Walker's real objection, and that of other Republicans, flows from the capacity of the unions to deploy their energy and dues to support politicians and causes that sustain the welfare state, tax the rich, and bedevil his party. The near-spontaneous demonstrations which have erupted in so many states are a good indication that many rank-and-file unionists enthusiastically back their own labor leadership.
This is the kind of social energy and popular mobilization that was sorely missing from the labor effort to pass EFCA last year or rescue the auto companies from bankruptcy. In Wisconsin, labor and the Democrats are now channeling this revolt toward the potential recall of at least eight Republican state senators. So we are finally getting a liberal version of the social and political anger that last year characterized the Tea Party eruption.
Likewise, the rhetoric deployed by conservative anti-unionists in the Wisconsin fight has actually conceded important ideological ground to the rest of the labor movement. Opponents of public employee unionism often make the argument that since these unions are politically active and sometimes help elect the very same public officials with whom they bargain over wages and benefits, unions like the National Educational Association and the American Federation of State, County and Municipal Employees sit "on both sides of the bargaining table."
This was the argument recently offered by Wall Street Journal editorial board member James Taranto, a supporter of Walker. "It is a collusion and conspiracy against taxpayers," he declared on National Public Radio. To make his point, Taranto contrasted such bargaining in the government sector with that between unions and management in corporate America. There, said Taranto, "unions represent workers on one side of the table and management represents shareholders on the other side of the table. There is a clear conflict of interest and they work out an agreement."
Precisely. And we should all be delighted that an influential conservative opinion-maker has made such a sterling argument for the existence of trade unionism in every privately owned workplace in the land. I hope executives at the Chamber, as well as Wal-Mart, Fed Ex and other firms that declare unions obsolete, are taking note.
Indeed, if conflict between workers and their bosses is a prerequisite for the existence of trade unionism, then there is plenty of evidence that it exists in government employment as well.
Right-wing assertions of a conspiracy between public employee unions and friendly officials represent a triumph of ideology over experience. Government officials, even those elected with union backing, have hardly been patsies when it comes to negotiations with state and municipal employees.

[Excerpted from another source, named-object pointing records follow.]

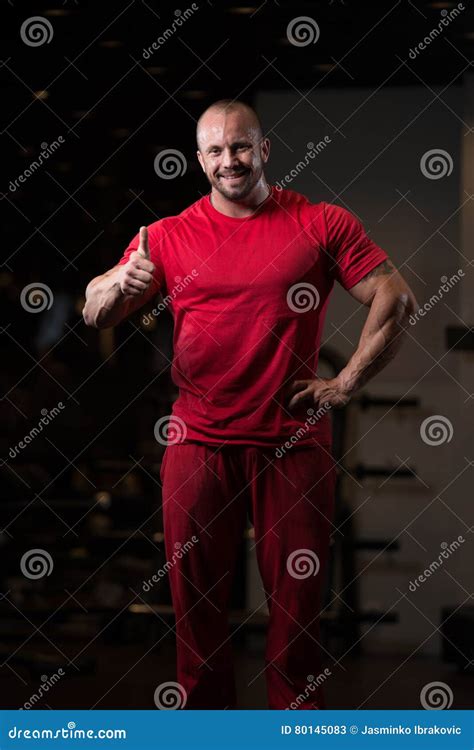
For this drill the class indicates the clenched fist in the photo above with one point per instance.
(137, 274)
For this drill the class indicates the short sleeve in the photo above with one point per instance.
(155, 240)
(352, 253)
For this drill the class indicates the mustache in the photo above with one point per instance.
(233, 173)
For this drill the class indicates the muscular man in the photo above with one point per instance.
(247, 272)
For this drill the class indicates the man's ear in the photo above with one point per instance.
(201, 161)
(265, 149)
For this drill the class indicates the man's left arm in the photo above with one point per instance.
(391, 302)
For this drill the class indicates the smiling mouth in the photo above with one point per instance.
(233, 177)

We've had plenty of union-management battles in the public sector, going all the way back to the strikes of teachers, garbage collectors, and social workers who led the way to the formation of municipal unions in the 1960s and 1970s. And in more recent years, tough bargaining sessions, full of layoff threats and midnight deadlines, have preceded the compromises that are embodied in virtually every public employee collective bargaining contract.
But it is not just a question of money or pensions. Anyone who has worked in a school, a government office, a firehouse or a police station knows that conflicts, petty and grand, exist between workers, their bosses, and the bureaucracy in which both are enmeshed.
Unions are essential to represent workers at the bottom of this heap and to make the whole system work in more equitable fashion. The drama unfolding in the state of Wisconsin is educating Americans to this reality.
The opinions expressed in this commentary are solely those of Nelson Lichtenstein.